Un patron bruxellois sur deux n'a pas confiance dans le gouvernement Picqué

29/12/10 à 07:29 - Mise à jour à 07:29

Source: Trends-Tendances

Les patrons des entreprises implantées à Bruxelles sont relativement méfiants par rapport à l'action du gouvernement régional en place et aux organismes régionaux. Benoît Cerexhe recueille le plus de faveurs, alors que Brigitte Grouwels est la moins appréciée.

Un patron bruxellois sur deux n'a pas confiance dans le gouvernement Picqué

© Belga

Quarante-six pour cent des patrons bruxellois n'ont pas ou peu confiance dans la gestion actuelle du gouvernement régional, ressort-il du baromètre politique de décembre de la fédération patronale bruxelloise (BECI), publié mercredi par L'Echo. Benoît Cerexhe reçoit le plus d'approbation, tandis que Brigitte Grouwels est la ministre la moins aimée des patrons. Le podium des ministres régionaux préférés des patrons bruxellois est composé de Benoît Cerexhe (3,33/5), Jean-Luc Vanraes (3,22) et Charles Picqué (3,12). Bruno De Lille (2,4), Emir Kir (2,37) et Brigitte Grouwels (2,26) ferment quant à eux la marche.

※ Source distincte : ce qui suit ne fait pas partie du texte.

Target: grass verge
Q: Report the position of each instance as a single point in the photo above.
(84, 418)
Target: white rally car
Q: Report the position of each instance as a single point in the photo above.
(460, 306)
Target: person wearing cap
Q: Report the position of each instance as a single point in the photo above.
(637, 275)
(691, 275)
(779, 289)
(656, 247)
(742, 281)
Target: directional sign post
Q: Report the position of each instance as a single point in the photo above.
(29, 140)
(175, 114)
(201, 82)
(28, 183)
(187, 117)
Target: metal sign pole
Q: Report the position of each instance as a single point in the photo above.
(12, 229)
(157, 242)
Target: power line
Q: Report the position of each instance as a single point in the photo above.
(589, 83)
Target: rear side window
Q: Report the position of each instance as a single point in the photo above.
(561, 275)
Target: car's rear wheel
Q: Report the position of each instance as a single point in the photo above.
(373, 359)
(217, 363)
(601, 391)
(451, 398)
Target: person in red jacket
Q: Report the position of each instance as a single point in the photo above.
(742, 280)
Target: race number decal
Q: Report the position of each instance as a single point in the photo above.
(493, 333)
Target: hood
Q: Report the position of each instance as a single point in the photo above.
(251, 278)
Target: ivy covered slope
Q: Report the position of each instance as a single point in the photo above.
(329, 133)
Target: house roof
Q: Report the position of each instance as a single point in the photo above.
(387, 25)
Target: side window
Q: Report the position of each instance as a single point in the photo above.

Les organismes bruxellois ont également été jugés. Le dynamisme de Brussels Export et de l'Agence bruxelloise de l'entreprise (ABE) sont fort appréciés. Par contre, la SRIB, l'IBGE et Actiris attirent les critiques. En termes de politique économique, 48% des patrons bruxellois sont satisfaits du gouvernement. "Il manque une lisibilité du gouvernement bruxellois", explique l'administrateur délégué de BECI, Olivier Willockx. "Les patrons ont l'impression que personne ne défend l'action collective comme cela se fait, par exemple, dans le gouvernement flamand de Kris Peeters."

En termes de fiscalité, la baisse des charges sociales patronales est la première priorité des patrons. Ceux-ci se disent prêts à laisser tomber des aides ou des subsides en échange d'une baisse de la fiscalité. Malgré ces charges, 73% des entreprises envisagent de recruter au cours des 12 prochains mois, ce qui montre un retour de confiance au sein du patronat. Si ce développement se fera principalement à Bruxelles, 30% des entreprises envisagent de déménager une partie de leurs activités hors de Bruxelles, dont 13% à l'étranger.